What sets him apart from others? For starters, Yacine Adli has got an amazing technical ability and knows how to utilise it very well. He can dribble past players in 1v1 situations easily and owes that to his great ball control skills. But technique is not all about dribbling, Adli’s first touch is remarkable for such a young player and he possesses a great set of passing and shooting techniques to use in different situations.
Adli also knows really well when to use those different techniques, giving him the edge over opponents as he is able to execute faster than them. One-touch passing is also a big part of his game and he shows an interesting awareness of his surroundings. As we’ll show in this tactical analysis, adding to his technical ability, Adli already showcases adaptability to different tactics and situations, as well as maturity in his playing style.
Impact on build-up – from the first to the final third
When it comes to the build-up play, Adli takes part in it in different ways depending on the position he is playing, but also on the team’s needs and tactics. Most of the times, playing as an attacking midfielder, he will position himself between the opposition’s midfield and defensive lines in order to receive the ball. He has great spatial awareness and, scanning the pitch constantly to find a pocket of space, is able to present himself as a viable and progressive passing option for his teammates. Once he receives the ball, and almost always does it in the “half-turn”, he ends up facing the opposition’s defensive line and can either play through balls, combine with his attacking teammates, or carry the ball forward himself to force a defender to step out and create space.
In this next image, we can see Yacine Adli positioning himself in that space in between the lines to receive the ball, with lots of space behind him to drive forward,leaving him facing the Saint-Étienne’s defensive line.
His ability to find spaces is very good; in fact, Adli averages 33.36 received passes (per 90min) and ranks 4th in this indicator amongst attacking players (forwards, wing-forwards, attacking midfielders) in Ligue 1, showing that he consistently looks to be a viable passing option. Playing as an attacking midfielder, he is often given the freedom to look for these spaces on either side of the pitch, although he prefers to receive the ball more centrally if possible.
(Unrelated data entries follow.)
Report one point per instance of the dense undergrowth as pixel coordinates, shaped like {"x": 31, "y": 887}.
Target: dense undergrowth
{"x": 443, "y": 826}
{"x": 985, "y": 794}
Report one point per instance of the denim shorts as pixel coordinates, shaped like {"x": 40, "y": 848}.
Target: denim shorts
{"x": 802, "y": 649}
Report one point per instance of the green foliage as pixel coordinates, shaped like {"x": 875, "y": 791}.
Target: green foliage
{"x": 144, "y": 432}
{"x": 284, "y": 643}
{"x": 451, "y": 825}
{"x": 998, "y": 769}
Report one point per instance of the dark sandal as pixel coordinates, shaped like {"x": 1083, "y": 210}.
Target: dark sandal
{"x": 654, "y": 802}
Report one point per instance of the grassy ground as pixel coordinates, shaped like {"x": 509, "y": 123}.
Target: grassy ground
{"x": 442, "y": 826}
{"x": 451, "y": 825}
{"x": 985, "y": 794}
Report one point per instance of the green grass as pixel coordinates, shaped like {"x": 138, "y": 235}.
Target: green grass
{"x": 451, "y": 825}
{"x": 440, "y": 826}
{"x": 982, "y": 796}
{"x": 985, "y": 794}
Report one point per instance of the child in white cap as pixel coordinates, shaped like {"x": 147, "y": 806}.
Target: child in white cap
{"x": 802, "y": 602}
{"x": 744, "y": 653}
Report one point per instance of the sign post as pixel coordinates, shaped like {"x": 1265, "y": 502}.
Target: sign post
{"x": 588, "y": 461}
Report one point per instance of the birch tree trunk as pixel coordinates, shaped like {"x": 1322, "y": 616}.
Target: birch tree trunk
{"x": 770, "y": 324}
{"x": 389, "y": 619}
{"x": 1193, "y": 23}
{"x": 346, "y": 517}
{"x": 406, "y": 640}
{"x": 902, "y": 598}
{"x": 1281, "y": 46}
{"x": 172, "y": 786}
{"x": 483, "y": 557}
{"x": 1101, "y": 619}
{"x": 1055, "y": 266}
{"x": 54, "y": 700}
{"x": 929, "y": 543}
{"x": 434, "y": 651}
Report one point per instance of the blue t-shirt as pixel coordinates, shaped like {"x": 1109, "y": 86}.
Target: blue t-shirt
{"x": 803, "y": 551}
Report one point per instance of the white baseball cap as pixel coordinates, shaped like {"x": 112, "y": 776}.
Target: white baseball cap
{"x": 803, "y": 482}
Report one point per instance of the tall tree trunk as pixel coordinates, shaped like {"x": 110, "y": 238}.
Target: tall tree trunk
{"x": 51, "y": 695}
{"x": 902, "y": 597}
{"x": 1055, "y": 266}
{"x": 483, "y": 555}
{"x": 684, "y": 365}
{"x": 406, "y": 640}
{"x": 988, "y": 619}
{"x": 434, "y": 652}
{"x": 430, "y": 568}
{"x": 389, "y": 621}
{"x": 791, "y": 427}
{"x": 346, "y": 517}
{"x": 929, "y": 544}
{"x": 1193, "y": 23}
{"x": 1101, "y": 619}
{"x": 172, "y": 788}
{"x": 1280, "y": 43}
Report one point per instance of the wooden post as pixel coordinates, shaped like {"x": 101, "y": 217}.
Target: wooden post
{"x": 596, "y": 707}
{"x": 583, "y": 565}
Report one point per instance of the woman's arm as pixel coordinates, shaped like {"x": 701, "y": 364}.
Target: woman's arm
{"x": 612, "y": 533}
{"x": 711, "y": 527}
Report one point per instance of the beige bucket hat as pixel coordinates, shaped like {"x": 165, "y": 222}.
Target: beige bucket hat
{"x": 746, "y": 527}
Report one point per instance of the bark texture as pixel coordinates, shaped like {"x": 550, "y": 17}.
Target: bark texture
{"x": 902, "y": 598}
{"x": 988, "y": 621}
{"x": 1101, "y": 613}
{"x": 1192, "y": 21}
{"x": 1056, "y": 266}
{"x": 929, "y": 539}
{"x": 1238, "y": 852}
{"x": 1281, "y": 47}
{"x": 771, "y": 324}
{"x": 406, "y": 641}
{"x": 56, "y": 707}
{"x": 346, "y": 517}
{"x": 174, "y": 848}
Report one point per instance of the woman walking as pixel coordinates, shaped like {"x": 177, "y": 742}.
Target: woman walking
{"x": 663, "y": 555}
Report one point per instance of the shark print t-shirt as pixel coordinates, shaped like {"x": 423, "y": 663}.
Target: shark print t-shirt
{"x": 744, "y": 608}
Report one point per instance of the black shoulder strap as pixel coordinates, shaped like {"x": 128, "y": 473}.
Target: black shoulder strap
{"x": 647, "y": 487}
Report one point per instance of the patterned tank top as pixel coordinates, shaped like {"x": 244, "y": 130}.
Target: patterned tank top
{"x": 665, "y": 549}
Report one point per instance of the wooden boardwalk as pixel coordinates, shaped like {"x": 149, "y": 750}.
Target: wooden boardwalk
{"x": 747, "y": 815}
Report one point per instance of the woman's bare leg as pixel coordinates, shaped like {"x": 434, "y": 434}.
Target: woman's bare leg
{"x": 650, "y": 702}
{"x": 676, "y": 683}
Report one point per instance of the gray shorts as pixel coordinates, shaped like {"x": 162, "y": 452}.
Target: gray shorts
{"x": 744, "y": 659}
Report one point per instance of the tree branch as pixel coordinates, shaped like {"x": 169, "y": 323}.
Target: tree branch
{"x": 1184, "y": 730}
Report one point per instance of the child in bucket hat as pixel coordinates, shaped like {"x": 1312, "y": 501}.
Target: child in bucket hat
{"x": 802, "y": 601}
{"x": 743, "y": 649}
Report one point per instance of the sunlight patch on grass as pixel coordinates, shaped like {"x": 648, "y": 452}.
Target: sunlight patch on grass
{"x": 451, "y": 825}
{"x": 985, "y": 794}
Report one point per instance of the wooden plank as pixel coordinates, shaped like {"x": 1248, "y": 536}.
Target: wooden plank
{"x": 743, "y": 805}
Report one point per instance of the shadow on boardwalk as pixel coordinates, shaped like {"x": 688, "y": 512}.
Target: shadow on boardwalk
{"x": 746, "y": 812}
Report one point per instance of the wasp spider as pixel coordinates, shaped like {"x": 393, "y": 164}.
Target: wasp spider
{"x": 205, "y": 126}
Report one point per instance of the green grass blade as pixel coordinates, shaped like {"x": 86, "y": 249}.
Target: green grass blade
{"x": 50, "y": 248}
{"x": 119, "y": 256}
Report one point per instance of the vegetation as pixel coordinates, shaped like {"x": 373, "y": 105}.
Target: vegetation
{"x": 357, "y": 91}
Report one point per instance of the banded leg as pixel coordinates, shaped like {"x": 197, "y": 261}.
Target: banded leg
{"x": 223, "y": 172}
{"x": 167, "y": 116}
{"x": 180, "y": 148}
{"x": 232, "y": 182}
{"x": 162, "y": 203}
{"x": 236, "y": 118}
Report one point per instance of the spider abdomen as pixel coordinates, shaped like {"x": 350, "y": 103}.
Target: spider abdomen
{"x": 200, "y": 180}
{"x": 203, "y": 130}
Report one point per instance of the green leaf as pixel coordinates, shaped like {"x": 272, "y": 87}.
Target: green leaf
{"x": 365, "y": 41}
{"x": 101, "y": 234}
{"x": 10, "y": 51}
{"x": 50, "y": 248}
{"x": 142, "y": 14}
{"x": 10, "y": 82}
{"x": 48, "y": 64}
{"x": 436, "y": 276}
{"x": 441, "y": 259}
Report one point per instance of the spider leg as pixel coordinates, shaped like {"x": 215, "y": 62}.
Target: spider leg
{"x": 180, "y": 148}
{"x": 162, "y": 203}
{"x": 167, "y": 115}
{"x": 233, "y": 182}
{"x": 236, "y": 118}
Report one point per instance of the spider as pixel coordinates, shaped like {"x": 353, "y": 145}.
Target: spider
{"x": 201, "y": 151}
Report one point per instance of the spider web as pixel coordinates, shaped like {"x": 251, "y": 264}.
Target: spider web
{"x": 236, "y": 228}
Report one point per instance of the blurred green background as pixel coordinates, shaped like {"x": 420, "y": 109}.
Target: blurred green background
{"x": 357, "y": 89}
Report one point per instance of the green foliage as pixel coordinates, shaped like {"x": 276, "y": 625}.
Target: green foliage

His role as an attacking midfielder was, in some games, paired with being a part of a narrow front three in a 3-4-2-1/3-4-3 system that Bordeaux used at times. In these games we would see Adli closer to the opposition’s defensive line, dropping off from his position to receive the ball and, therefore, creating a gap on the opposition’s defensive line for the striker to exploit with a counter-movement.
In this next image, we can see an example of that counter-movement being made by Jimmy Briand as Adli drops to receive the ball and drags Saint-Étienne’s defender out of his position.
Paired with his ability to find spaces, Adli’s great passing abilities enable him to play through passes, and progressive ones in general, with some ease. Being able to receive the ball, in those “smart” spaces puts him in great positions to face the opposition’s defensive line. Picking out team-mates making runs or combining with them has led to 3 assists for him this season. These numbers show us exactly that; Yacine Adli averages 41.66 passes (per 90min) with an 83.37% accuracy rate, ranking 4th amongst all attacking players (forwards, wing-forwards, attacking midfielders) in Ligue 1. On average (per 90min) 6.92 of those passes are made to the final third and, when it comes to progressive passes, he averages 5.16 (per 90min).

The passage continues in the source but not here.